Comment 0 indicates device 00:1d.0 is being used, can you please confirm which device caused the problem, or maybe they both can trigger the bug?  Thanks.

Comment 7 FuXiangChun 2011-09-21 02:45:35 UTC
(In reply to comment #6)
> (In reply to comment #5)
> > (In reply to comment #4)
> > > Can you please provide output of 'sudo lspci -vvv -s 1d.0' to identify the USB
> > > device being used?
> > 
> > # lspci -vvv -s 00:1a.0
> > 00:1a.0 USB Controller: Intel Corporation 6 Series/C200 Series Chipset Family
> 
> Comment 0 indicates device 00:1d.0 is being used, can you please confirm which
> device caused the problem, or maybe they both can trigger the bug?  Thanks.

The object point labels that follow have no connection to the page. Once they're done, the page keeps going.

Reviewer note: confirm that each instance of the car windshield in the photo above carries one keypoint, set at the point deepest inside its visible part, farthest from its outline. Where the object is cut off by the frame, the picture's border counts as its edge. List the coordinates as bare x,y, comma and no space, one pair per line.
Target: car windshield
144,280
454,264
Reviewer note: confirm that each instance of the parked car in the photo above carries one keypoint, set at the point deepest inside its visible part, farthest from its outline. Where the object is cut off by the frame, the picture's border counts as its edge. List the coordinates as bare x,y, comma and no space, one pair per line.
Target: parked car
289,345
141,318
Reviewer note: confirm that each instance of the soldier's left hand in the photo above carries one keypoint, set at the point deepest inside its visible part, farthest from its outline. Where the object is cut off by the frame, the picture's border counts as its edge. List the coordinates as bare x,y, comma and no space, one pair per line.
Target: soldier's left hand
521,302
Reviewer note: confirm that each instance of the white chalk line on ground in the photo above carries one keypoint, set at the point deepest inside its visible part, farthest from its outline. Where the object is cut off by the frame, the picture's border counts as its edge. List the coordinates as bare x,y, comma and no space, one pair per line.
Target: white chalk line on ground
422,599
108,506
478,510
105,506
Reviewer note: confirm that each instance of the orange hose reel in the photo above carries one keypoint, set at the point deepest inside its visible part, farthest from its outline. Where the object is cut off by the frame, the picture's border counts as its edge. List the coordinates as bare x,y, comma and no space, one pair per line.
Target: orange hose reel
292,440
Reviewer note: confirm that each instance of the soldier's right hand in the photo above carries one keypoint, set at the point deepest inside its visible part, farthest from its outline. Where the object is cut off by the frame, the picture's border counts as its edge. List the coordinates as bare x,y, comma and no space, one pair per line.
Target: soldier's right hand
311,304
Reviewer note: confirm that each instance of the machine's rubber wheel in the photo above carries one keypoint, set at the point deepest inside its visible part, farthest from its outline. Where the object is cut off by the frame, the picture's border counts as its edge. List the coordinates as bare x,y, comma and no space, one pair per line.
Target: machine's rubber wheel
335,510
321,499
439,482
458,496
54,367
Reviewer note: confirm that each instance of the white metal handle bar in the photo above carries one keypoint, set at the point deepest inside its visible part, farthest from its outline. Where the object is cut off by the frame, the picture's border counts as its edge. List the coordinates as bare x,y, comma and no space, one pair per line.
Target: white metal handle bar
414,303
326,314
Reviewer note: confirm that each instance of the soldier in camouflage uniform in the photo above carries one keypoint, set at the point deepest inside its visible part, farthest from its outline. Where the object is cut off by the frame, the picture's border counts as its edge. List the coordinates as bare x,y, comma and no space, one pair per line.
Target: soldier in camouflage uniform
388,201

sorry, just confirmed it again. device 00:1d.0 is being used.

# lspci -vvv -s 00:1d.0
00:1d.0 USB Controller: Intel Corporation 6 Series/C200 Series Chipset Family USB Enhanced Host Controller #1 (rev 04) (prog-if 20 [EHCI])
    Subsystem: Dell Device 0498
    Control: I/O- Mem+ BusMaster+ SpecCycle- MemWINV- VGASnoop- ParErr- Stepping- SERR- FastB2B- DisINTx-
    Status: Cap+ 66MHz- UDF- FastB2B+ ParErr- DEVSEL=medium >TAbort- <TAbort- <MAbort- >SERR- <PERR- INTx-
    Latency: 0
    Interrupt: pin A routed to IRQ 17
    Region 0: Memory at dad50000 (32-bit, non-prefetchable) [size=1K]
    Capabilities: [50] Power Management version 2
        Flags: PMEClk- DSI- D1- D2- AuxCurrent=375mA PME(D0+,D1-,D2-,D3hot+,D3cold+)
        Status: D0 NoSoftRst- PME-Enable- DSel=0 DScale=0 PME-
    Capabilities: [58] Debug port: BAR=1 offset=00a0
    Capabilities: [98] PCI Advanced Features
        AFCap: TP+ FLR+
        AFCtrl: FLR-
        AFStatus: TP-
    Kernel driver in use: ehci_hcd

Comment 10 Alex Williamson 2012-02-06 21:00:00 UTC
Please re-test with this qemu-kvm rpm:

https://brewweb.devel.redhat.com/taskinfo?taskID=4012380

I was able to reproduce the result, but not the exact scenario you describe in comment 0.  The bug I found is a resource leak that results in a segfault once we overflow an internal resource.  The inconsistency with your report is that this will occur at ~500 hotplug/unplug operations, not 1000 or 2000 as indicated here.  Were you only able to get these high counts when not using a sleep between each hotplug and hotunplug operation?  In comment 3 you indicate you added a sleep 5 for each, did you then get a failure after approximately 500 operations?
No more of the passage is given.